Summary: This security update resolves one privately reported vulnerability in Microsoft Office. The vulnerability could allow remote code execution if an attacker convinces a user to open a specially crafted Microsoft Word file. An attacker who successfully exploited the vulnerability could gain the same user rights as the current user. If the current user is logged on with administrative user rights, an attacker could then install programs; view, change, or delete data; or create new accounts with full user rights. Customers whose accounts are configured to have fewer user rights on the system could be less impacted than users who operate with administrative user rights.

Severity Rating: Important
Revision Note: V1.0 (October 14, 2014): Bulletin published.
Summary: This security update resolves a publicly disclosed vulnerability in Microsoft Windows. The vulnerability could allow elevation of privilege if an attacker sends a specially crafted input/output control (IOCTL) request to the Message Queuing service. Successful exploitation of this vulnerability could lead to full access of the affected system. By default, the Message Queuing component is not installed on any affected operating system edition and can only be enabled by a user with administrative privileges. Only customers who manually enable the Message Queuing component are likely to be vulnerable to this issue.

Severity Rating: Critical
Revision Note: V1.0 (October 14, 2014): Bulletin published.
Summary: This security update resolves three privately reported vulnerabilities in Microsoft .NET Framework.

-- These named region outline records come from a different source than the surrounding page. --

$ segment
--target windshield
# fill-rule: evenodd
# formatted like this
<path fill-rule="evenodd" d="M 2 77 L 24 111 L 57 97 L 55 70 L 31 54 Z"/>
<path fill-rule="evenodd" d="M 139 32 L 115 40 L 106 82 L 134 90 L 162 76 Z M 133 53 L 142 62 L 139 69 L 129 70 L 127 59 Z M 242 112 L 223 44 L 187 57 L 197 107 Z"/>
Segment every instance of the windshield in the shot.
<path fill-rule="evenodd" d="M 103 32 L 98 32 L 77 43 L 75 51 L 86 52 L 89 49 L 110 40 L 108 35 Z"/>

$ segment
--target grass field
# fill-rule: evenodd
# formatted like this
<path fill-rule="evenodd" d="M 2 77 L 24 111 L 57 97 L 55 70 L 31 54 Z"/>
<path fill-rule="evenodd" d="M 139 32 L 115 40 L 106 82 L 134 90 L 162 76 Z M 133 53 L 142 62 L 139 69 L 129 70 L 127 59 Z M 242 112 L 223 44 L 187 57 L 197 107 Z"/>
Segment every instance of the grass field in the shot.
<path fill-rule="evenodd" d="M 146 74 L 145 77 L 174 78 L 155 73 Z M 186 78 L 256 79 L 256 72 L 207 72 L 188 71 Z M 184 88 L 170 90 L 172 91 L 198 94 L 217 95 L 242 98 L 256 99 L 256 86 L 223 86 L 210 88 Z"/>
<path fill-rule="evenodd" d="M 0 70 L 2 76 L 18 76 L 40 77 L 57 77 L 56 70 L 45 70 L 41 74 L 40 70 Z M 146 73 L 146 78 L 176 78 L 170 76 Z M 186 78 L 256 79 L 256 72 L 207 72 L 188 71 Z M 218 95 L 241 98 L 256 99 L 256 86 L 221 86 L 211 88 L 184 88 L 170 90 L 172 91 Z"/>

The most severe of the vulnerabilities could allow remote code execution if an attacker sends a specially crafted URI request containing international characters to a .NET web application, causing ASP.NET to generate incorrectly constructed URIs. In .NET 4.0 applications, the vulnerable functionality (iriParsing) is disabled by default; for the vulnerability to be exploitable an application has to explicitly enable this functionality. In .NET 4.5 applications, iriParsing is enabled by default and cannot be disabled.